Licensing Exam Performance
The USMLE doesn’t publish pass rates for individual Caribbean schools, but it does report aggregate data for all non-U.S. medical school graduates. In 2025, first-time takers from non-U.S. schools passed Step 1 at a rate of 75%. For Step 2 CK, the most recent data shows a 90% pass rate among first-time takers from non-U.S. schools.
That 75% Step 1 figure is meaningfully lower than what U.S. MD programs achieve, and it includes graduates from established international schools worldwide, not just Caribbean programs. The actual pass rate at lower-tier Caribbean schools is likely worse. Keep in mind that these numbers only reflect students who survived to the exam stage. The students who dropped out or were dismissed before reaching Step 1 aren’t counted, which makes the overall success rate from enrollment to passing look far grimmer.
Accreditation and What It Means for You
Accreditation determines whether you can sit for U.S. licensing exams and apply for residency programs. Two organizations accredit Caribbean medical schools: CAAM-HP, established in 2003 under the Caribbean Community (CARICOM), and the Accreditation Commission on Colleges of Medicine (ACCM).

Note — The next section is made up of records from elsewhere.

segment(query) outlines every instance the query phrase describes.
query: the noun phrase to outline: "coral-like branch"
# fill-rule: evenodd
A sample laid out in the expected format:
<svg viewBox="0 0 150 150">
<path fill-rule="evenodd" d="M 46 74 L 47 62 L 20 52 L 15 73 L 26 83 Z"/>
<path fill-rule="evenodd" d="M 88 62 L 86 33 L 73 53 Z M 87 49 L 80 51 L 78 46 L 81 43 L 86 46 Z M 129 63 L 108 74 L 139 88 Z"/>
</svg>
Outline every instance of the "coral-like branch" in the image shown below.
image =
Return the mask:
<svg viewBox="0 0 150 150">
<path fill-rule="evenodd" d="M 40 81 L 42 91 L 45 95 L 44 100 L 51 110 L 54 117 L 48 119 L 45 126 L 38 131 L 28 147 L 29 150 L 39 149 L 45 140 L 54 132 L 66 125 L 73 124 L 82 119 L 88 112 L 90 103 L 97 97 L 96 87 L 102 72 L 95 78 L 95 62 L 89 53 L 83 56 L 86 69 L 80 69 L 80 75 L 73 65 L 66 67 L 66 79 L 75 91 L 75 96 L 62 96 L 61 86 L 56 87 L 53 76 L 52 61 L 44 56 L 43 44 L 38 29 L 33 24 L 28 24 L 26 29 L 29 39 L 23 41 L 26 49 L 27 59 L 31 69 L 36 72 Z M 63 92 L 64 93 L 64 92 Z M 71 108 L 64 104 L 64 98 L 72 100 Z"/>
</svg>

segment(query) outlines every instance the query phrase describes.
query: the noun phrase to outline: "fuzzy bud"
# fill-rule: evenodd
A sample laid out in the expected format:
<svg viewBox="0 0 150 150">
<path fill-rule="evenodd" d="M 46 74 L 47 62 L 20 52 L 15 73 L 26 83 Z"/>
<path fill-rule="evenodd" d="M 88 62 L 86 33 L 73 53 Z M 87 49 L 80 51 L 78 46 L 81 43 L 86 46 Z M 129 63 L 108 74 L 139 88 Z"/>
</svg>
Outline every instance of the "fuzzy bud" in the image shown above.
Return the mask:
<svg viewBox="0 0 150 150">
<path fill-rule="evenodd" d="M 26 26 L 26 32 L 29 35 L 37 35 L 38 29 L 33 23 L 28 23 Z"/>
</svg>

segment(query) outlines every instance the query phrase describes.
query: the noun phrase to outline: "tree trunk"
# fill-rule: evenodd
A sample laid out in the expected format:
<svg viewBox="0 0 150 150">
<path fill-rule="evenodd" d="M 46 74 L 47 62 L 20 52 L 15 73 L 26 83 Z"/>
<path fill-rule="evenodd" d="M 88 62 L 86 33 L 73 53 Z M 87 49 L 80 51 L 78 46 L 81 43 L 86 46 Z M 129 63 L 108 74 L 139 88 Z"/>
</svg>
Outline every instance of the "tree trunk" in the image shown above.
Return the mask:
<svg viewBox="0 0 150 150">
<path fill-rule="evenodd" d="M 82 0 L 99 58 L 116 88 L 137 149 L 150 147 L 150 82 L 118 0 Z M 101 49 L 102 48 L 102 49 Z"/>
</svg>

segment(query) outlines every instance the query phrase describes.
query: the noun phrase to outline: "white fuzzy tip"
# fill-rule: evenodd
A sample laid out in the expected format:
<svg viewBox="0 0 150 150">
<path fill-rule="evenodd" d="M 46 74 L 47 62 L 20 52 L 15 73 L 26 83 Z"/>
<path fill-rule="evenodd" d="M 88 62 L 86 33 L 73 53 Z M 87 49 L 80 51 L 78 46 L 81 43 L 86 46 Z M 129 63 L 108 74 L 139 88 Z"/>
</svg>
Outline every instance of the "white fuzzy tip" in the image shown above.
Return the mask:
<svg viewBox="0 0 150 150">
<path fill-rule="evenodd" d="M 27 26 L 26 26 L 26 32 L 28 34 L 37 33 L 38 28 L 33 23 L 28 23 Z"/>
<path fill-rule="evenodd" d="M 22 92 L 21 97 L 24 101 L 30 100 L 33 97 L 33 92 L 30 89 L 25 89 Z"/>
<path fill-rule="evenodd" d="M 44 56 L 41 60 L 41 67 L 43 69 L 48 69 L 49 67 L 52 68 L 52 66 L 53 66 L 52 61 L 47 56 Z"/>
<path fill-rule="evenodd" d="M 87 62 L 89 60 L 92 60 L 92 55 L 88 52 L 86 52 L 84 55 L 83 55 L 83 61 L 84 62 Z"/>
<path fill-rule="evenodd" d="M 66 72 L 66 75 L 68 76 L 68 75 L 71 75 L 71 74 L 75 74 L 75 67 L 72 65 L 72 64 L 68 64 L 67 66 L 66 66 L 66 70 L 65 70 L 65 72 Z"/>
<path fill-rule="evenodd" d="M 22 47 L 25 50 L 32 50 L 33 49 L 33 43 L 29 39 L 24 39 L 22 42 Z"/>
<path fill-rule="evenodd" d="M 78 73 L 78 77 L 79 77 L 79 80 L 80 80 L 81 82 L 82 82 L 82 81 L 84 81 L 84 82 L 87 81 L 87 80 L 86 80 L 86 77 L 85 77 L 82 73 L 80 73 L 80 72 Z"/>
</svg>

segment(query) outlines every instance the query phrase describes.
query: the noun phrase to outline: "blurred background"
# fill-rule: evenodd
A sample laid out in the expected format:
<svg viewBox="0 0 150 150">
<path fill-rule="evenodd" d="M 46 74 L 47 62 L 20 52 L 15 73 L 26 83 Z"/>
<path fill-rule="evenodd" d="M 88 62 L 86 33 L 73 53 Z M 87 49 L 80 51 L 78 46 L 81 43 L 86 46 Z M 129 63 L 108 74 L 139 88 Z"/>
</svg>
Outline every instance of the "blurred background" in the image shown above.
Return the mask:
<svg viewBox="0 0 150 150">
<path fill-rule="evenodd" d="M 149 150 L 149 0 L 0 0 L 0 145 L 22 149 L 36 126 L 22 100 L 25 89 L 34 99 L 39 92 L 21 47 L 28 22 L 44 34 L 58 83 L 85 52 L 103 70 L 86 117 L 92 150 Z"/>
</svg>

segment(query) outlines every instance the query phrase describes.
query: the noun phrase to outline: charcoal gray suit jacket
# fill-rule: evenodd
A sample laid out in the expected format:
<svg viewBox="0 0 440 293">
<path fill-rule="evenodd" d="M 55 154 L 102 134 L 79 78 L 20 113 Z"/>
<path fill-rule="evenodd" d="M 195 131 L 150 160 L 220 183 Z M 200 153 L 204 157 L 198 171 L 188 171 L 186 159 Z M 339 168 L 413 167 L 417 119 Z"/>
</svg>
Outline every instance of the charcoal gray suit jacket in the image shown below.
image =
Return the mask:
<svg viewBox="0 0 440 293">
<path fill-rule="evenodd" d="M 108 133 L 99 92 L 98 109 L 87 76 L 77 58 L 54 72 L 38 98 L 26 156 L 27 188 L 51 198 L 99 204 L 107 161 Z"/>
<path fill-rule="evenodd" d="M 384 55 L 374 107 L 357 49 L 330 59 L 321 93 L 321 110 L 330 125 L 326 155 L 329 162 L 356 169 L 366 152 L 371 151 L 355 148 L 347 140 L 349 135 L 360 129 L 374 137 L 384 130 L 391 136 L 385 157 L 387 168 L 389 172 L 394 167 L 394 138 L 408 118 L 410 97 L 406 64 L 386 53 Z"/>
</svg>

To practice medicine in the U.S. as an international medical graduate, you need certification from the ECFMG (now operating under Intealth). A new Recognized Accreditation Policy began implementation in November 2024, requiring that a medical school’s accrediting agency be recognized by either the World Federation for Medical Education or the National Committee on Foreign Medical Education and Accreditation. However, as of now, this policy has no impact on eligibility for ECFMG Certification. Students can still pursue certification as long as their school meets current ECFMG requirements, regardless of whether the school has met the new recognized accreditation standard yet.

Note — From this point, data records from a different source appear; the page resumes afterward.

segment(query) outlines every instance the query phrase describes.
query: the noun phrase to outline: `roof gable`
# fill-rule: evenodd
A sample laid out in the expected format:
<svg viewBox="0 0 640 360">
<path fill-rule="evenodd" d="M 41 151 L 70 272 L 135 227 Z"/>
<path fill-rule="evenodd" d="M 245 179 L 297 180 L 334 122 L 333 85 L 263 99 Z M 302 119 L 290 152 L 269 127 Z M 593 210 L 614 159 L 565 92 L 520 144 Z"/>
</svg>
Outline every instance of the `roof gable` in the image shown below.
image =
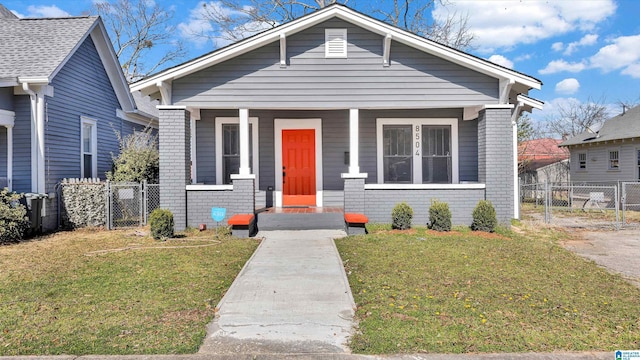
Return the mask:
<svg viewBox="0 0 640 360">
<path fill-rule="evenodd" d="M 48 84 L 89 36 L 120 106 L 133 111 L 135 103 L 120 63 L 102 20 L 96 16 L 34 19 L 0 16 L 0 79 L 5 85 L 14 86 L 22 82 Z"/>
<path fill-rule="evenodd" d="M 640 138 L 640 106 L 610 118 L 595 133 L 585 131 L 566 140 L 560 146 L 592 144 L 630 138 Z"/>
<path fill-rule="evenodd" d="M 156 86 L 163 82 L 171 82 L 191 73 L 200 71 L 209 66 L 232 59 L 251 50 L 260 48 L 275 41 L 282 41 L 286 37 L 298 33 L 304 29 L 315 26 L 330 18 L 339 18 L 362 27 L 368 31 L 379 34 L 385 39 L 398 41 L 405 45 L 414 47 L 420 51 L 443 58 L 452 63 L 456 63 L 472 69 L 474 71 L 498 78 L 508 84 L 515 84 L 520 92 L 526 92 L 531 88 L 539 89 L 541 82 L 533 77 L 513 71 L 489 61 L 477 58 L 473 55 L 455 50 L 445 45 L 436 43 L 405 30 L 373 19 L 367 15 L 352 10 L 344 5 L 333 4 L 314 13 L 308 14 L 289 23 L 276 28 L 256 34 L 250 38 L 239 41 L 235 44 L 218 49 L 193 59 L 181 65 L 151 75 L 146 79 L 131 85 L 132 91 L 141 90 L 147 94 L 155 92 Z"/>
</svg>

Before enrolling anywhere, verify the school’s current accreditation status. Among CAAM-HP’s assessed programs, many schools hold “accreditation with conditions” rather than full accreditation. Ross University, for example, is accredited with conditions. Some schools hold only provisional accreditation or candidacy status, and at least one (Windsor University) is currently on probation. These distinctions matter because accreditation can change during your enrollment, potentially disrupting your path to licensure.
Who Should Actually Consider This Path
Caribbean medical schools make the most sense for a narrow group of applicants: students with solid academic records who fell just short of U.S. admission, perhaps due to a slightly low MCAT score or a thin application cycle, and who are willing to accept higher financial risk for the chance to earn an MD. If you’re choosing this route, limiting your search to the Big Four schools dramatically improves your odds.
The math gets less favorable if you’re applying with a GPA or MCAT score well below U.S. averages. The same academic gaps that prevented U.S. admission will make surviving a Caribbean program harder, and the financial penalty for not finishing is severe. Students in this position may benefit more from strengthening their application over another cycle, pursuing a post-baccalaureate program, or considering DO (Doctor of Osteopathic Medicine) schools in the U.S., which have lower average admissions stats than MD programs but far better completion rates and residency match outcomes than Caribbean schools.